The outfit I work for also owns a fairly large, unionized H&F Insulation contracting firm. They are pros through and through. They have a very young kid at the helm out in the field who is an amazing mechanic in his discipline. When Jordan is on site, I dont have to take a second look.

For some reason in this job, it is a different firm. Again, young foreman, bur he is the owners' son and passionate about his work.

Those guys can be invaluable on a job with 60+ plumbers and hose fitters... valves DO get left open... weldolets CAN BE missed, tubing CAN get kinked or broken.
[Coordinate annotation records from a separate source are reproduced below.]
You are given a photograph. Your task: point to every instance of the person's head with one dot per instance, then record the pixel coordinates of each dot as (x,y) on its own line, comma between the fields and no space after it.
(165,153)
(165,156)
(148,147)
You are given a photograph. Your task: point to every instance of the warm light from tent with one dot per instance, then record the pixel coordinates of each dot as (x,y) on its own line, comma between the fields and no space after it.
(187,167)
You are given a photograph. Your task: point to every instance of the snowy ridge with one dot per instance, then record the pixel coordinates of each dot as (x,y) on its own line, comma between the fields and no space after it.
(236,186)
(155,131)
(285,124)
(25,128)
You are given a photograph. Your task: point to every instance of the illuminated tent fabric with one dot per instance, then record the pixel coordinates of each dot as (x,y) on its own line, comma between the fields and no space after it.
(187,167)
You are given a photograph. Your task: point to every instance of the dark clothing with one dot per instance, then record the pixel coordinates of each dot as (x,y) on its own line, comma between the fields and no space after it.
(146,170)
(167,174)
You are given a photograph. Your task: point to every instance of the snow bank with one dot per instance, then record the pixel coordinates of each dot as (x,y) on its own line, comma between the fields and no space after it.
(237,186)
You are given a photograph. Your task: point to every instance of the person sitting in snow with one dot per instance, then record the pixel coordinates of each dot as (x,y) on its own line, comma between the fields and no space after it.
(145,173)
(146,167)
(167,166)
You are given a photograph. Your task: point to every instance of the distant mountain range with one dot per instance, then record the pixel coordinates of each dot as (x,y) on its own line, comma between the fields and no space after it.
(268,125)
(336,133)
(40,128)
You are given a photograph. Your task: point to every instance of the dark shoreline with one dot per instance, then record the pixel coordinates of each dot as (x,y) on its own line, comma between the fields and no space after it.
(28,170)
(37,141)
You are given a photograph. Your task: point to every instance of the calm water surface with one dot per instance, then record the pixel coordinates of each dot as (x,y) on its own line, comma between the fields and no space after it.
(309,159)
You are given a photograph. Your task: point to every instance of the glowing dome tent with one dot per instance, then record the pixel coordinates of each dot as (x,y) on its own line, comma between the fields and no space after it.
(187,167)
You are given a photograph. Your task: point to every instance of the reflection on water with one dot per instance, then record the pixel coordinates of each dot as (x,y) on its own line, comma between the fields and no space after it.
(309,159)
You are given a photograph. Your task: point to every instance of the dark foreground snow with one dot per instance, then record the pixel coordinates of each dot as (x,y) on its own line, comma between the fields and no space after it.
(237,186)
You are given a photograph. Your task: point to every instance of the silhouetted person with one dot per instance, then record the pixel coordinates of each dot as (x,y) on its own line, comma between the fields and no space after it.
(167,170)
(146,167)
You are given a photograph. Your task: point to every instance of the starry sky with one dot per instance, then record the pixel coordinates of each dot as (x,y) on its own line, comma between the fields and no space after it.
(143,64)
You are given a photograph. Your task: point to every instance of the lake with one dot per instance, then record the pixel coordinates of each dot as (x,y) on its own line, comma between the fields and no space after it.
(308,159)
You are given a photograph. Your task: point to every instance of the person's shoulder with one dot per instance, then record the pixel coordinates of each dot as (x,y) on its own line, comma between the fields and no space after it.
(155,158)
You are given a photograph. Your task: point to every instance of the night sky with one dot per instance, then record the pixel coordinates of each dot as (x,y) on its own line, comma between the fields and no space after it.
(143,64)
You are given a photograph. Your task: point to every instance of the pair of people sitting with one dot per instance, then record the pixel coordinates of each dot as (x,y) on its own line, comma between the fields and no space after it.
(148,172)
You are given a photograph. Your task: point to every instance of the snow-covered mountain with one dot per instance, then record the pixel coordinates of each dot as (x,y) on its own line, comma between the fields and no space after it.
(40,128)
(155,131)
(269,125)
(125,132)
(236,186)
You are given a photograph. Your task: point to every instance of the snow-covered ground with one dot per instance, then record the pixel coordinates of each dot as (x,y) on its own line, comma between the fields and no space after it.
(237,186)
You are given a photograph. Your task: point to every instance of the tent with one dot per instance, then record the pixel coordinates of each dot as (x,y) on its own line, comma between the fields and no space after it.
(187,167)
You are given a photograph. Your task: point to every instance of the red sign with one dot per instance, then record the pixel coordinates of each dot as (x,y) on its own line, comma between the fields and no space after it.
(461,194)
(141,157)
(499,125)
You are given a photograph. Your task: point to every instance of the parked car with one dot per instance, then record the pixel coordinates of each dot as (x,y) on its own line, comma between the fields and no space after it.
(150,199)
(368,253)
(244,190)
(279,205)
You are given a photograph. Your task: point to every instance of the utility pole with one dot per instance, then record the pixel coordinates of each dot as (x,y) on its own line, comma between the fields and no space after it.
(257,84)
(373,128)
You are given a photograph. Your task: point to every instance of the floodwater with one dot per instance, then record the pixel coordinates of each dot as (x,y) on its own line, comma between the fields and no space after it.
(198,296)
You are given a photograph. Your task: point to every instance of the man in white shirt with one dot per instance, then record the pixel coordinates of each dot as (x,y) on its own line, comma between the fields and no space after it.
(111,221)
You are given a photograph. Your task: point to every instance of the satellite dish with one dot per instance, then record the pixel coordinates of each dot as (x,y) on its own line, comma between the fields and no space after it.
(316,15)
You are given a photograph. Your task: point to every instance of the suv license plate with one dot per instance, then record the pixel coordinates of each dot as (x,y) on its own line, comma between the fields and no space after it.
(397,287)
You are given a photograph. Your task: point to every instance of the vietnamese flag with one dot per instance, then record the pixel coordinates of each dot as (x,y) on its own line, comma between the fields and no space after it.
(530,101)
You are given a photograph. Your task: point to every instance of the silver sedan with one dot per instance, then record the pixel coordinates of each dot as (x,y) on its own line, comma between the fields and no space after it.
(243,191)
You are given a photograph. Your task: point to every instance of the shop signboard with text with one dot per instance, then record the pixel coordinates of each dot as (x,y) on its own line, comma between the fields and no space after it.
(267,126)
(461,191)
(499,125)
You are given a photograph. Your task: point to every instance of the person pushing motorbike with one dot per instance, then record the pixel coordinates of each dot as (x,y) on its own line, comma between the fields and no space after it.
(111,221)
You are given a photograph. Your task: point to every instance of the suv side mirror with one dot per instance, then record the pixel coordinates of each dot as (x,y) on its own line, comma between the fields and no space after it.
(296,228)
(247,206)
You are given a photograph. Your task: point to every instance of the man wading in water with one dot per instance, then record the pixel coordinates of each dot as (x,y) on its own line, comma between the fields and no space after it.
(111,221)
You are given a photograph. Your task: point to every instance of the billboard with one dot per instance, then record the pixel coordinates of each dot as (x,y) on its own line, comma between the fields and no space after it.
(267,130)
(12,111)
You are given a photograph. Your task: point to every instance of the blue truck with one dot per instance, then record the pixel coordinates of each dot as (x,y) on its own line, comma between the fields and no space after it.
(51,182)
Those guys are the last ones to lay eyes on your product before its concealed forever...


----------



## TX MECH PLUMBER (May 27, 2011)

U666A said:


> Hence my disclaimer "Sometimes"...
> 
> The outfit I work for also owns a fairly large, unionized H&F Insulation contracting firm. They are pros through and through. They have a very young kid at the helm out in the field who is an amazing mechanic in his discipline. When Jordan is on site, I dont have to take a second look.
> 
> ...


Yes very true. Iv had the good ones find a leak or two and come tell me!! Even found A few joints that wernt soldered at all!!!! ( not my joints tho,, I'm perfect!!) lol One time in my second year apprenticeship I was running condensate alone ( under a mech license you can do some mech work without being a license plumber) and I used hangers that for each size of pipe problem was I didn't leave room for 1" wall glass!! The insulator came and got me and I was in a nine line bind already so he offered to replace the hangers as he insulated the pipe, all I had to do was go get the hangers!!! He is a great guy and saved me an ass chewing!!!


----------



## Mississippiplum (Sep 30, 2011)

Looks good, clean work.


----------



## beachplumber (Feb 7, 2010)

Com. Seems so foreign these days


----------